Overcoming the Data Glut
How to Increase the Reliability of Your IT Infrastructure Using Predictive Analytics REGISTER >
We deal with a lot of data daily--collecting it from a bevy of sources in thousands of formats; standardizing it all into a common format and cleaning it up as much as possible; updating databases and archives; and so on.
Not surprising for an information commerce business, but also not without its challenges.
When you move such massive volumes of data, you need a lot of bandwidth in both wide-area and local-area networks. And you need a lot of storage. That's where the challenges start.
We have demanding data-performance requirements, complex data life cycles and complex retention requirements, so many of the usual strategies don't work well for us.
When I started looking at the data management challenge a couple of years ago, we were in a race between the growth in the data volumes to be stored and the declining cost of storage at various performance levels. It was clearly a race we were in danger of losing.
If we continued on the path we were taking, we'd spend our entire capital budget on storage within a few years. Something had to give.
We looked for a strategy that would allow us to store and protect our data, but at a reasonable cost. We aren't done yet--we may never be "done"--but we've made progress. Here's what worked--and some issues yet to be resolved.
Limiting the data that sits on the highest performing and most expensive storage is essential, but it isn't easy. When you've been used to having fast access to your data, it's hard to learn to think ahead and schedule recall from lower performing storage systems for those few occasions when high performance matters. A combination of better definition of management classes and retention periods has helped, but the hardest part has been changing habits--and then keeping up the new storage management disciplines over time.
I was surprised at how much data gathering and analysis was required to get our new management and retention policies in place. And wasn't I ready for the amount of backsliding that occurs if we don't both automate the enforcement of those policies and regularly report on how well they are being followed.
But we are making progress--we will eliminate nearly 50 percent of our Tier-1 storage requirements this year and make significant progress on Tier 2 and Tier 3. These are critical gains.
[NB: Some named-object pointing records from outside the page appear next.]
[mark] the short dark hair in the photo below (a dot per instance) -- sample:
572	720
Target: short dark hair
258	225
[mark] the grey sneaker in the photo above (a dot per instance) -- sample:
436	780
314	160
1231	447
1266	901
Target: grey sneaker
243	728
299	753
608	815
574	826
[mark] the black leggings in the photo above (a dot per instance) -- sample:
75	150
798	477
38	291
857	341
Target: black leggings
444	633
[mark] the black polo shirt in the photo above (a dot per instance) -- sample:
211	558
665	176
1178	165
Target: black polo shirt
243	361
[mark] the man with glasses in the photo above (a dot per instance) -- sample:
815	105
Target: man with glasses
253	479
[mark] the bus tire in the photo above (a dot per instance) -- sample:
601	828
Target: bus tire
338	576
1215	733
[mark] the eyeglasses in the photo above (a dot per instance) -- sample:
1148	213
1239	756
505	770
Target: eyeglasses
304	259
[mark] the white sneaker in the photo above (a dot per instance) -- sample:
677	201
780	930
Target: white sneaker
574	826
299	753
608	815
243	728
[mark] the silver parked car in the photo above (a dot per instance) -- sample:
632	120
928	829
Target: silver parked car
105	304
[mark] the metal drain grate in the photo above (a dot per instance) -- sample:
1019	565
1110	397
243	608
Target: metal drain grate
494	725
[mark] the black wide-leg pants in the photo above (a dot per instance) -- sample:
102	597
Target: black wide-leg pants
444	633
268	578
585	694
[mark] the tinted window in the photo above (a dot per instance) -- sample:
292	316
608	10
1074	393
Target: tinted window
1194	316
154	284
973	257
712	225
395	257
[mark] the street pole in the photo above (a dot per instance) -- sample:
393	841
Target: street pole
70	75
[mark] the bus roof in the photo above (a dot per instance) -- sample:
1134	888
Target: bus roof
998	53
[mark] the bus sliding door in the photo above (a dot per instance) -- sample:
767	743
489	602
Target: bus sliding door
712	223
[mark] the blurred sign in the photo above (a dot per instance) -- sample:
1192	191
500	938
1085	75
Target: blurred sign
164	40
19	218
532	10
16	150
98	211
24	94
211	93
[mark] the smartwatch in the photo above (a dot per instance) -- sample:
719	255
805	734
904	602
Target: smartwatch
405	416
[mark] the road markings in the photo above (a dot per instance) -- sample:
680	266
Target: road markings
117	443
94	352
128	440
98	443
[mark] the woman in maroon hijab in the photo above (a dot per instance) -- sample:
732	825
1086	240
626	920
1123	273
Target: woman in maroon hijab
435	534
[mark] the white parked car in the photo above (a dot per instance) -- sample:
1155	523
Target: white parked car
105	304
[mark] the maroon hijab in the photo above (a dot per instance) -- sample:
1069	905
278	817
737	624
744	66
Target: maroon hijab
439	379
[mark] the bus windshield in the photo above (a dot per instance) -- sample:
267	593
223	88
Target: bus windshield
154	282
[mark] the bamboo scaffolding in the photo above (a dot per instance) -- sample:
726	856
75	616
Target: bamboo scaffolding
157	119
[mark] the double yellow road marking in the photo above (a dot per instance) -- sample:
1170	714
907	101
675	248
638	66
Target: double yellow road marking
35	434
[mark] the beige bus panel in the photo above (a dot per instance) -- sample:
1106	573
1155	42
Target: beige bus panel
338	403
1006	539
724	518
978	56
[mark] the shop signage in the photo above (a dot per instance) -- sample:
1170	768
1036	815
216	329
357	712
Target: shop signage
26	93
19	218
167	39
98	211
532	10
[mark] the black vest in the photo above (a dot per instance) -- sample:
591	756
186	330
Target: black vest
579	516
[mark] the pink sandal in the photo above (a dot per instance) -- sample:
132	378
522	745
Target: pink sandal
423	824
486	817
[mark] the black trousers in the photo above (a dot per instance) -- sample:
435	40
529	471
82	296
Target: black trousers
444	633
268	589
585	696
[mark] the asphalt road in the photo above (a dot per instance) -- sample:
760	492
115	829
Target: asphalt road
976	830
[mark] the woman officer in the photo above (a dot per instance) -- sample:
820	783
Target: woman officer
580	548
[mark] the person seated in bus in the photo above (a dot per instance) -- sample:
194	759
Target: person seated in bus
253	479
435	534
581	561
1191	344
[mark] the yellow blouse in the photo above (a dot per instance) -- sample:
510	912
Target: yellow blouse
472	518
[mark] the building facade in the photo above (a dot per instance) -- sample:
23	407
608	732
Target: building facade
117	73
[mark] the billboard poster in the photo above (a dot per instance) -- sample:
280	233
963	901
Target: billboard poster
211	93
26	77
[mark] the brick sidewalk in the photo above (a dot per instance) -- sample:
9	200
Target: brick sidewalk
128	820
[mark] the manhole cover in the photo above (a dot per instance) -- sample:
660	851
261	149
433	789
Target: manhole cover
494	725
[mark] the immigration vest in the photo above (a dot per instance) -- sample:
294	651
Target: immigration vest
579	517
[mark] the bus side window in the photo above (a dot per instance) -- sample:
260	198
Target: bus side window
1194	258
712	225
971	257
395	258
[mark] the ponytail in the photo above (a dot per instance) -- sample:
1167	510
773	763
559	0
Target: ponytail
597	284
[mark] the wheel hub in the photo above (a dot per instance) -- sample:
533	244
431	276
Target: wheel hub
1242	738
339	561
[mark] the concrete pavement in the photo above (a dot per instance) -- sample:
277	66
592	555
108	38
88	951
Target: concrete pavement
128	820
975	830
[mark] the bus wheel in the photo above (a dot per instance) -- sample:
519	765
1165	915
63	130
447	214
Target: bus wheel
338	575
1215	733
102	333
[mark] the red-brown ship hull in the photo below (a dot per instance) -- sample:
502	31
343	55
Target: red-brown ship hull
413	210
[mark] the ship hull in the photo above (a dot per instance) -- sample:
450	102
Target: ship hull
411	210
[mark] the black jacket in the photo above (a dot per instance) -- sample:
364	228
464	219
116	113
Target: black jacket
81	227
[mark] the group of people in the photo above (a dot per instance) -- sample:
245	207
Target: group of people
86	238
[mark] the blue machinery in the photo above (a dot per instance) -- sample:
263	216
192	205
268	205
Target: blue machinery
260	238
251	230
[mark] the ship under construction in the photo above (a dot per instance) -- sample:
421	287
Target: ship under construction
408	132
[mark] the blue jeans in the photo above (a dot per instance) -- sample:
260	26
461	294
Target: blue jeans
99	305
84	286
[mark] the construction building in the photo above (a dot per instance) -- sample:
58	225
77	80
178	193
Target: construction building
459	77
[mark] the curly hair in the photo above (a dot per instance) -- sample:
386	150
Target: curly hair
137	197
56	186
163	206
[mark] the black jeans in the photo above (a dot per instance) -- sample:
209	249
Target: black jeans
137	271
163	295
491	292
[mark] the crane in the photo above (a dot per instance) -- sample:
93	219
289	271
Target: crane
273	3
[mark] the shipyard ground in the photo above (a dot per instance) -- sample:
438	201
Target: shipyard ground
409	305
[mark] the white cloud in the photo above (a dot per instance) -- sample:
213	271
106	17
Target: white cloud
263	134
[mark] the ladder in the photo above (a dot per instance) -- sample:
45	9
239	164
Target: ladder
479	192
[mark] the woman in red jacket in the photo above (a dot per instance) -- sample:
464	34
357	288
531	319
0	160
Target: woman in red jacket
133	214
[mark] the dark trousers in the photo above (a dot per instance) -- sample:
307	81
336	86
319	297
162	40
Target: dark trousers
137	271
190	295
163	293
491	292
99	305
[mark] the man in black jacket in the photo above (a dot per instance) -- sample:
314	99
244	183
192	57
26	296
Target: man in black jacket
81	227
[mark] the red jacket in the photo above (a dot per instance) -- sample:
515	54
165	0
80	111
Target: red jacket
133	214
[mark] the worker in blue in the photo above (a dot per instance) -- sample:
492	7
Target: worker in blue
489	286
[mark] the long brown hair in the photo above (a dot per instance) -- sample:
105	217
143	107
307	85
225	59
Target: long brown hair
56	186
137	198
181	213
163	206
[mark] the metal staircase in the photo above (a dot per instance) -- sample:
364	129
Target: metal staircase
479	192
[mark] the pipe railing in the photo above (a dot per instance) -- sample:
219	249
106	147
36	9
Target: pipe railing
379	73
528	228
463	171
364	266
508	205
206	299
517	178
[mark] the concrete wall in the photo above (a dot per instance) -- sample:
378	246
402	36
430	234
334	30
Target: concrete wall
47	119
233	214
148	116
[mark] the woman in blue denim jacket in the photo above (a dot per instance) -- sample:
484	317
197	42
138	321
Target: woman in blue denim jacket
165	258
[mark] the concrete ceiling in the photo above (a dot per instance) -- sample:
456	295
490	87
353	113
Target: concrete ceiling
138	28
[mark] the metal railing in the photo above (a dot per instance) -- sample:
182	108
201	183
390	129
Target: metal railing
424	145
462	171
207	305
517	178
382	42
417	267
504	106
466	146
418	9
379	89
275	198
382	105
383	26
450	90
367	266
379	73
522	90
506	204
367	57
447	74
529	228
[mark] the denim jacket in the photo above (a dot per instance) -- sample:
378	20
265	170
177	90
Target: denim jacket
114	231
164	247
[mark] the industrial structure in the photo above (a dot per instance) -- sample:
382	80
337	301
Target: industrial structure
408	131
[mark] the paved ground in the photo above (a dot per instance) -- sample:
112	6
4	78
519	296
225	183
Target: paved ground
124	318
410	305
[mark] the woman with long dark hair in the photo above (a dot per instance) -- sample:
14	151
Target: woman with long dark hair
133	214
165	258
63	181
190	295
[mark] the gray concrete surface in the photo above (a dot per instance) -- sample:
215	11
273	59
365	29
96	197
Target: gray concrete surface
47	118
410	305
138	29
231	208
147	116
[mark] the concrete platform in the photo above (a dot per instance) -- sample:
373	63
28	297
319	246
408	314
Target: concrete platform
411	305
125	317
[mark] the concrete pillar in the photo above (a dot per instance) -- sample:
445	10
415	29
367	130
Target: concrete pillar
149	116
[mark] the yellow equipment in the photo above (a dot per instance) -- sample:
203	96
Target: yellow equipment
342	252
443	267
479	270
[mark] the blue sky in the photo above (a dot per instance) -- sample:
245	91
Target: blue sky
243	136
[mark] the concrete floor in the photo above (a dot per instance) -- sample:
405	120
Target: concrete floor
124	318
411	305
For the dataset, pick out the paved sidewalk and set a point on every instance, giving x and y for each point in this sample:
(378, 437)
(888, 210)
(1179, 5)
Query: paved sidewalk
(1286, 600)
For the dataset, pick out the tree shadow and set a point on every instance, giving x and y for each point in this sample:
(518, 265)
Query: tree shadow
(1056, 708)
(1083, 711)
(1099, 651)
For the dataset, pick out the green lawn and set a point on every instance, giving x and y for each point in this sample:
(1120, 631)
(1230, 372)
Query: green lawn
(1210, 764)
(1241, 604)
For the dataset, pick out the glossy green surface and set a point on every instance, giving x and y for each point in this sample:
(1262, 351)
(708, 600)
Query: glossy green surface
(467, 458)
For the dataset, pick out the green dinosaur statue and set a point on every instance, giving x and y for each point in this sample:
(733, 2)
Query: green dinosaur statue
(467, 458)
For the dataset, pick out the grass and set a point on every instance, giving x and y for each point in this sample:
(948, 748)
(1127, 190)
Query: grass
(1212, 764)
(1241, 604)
It will save us enough capital to invest in better tools and monitoring capabilities, things we now know we will need to succeed.
We've made less progress on the life cycle of the platforms. Every four years we have to replace the arrays; if we keep them longer, the drive failures rate increases dramatically.
Even if the drives did not fail, data movement speeds improve enough over a four-year period that I will want to swap out the storage array (which I can't usually upgrade) to take advantage of these faster speeds.
So a refresh every four years is going to take place. What we don't like is (a) how much data we have to move (our largest arrays hold over 400 TB) and (b) that at every refresh we have to repurchase the software that runs the arrays and the tools that manage them.
It's as if every time I replace a server I have to re-buy the OS license, rather than transfer it. We are no longer willing to do that, leading to some interesting conversations with our vendors.
By the end of 2009 we will be making some critical decisions about the direction our storage platforms will take for the next five years. It's going to be interesting.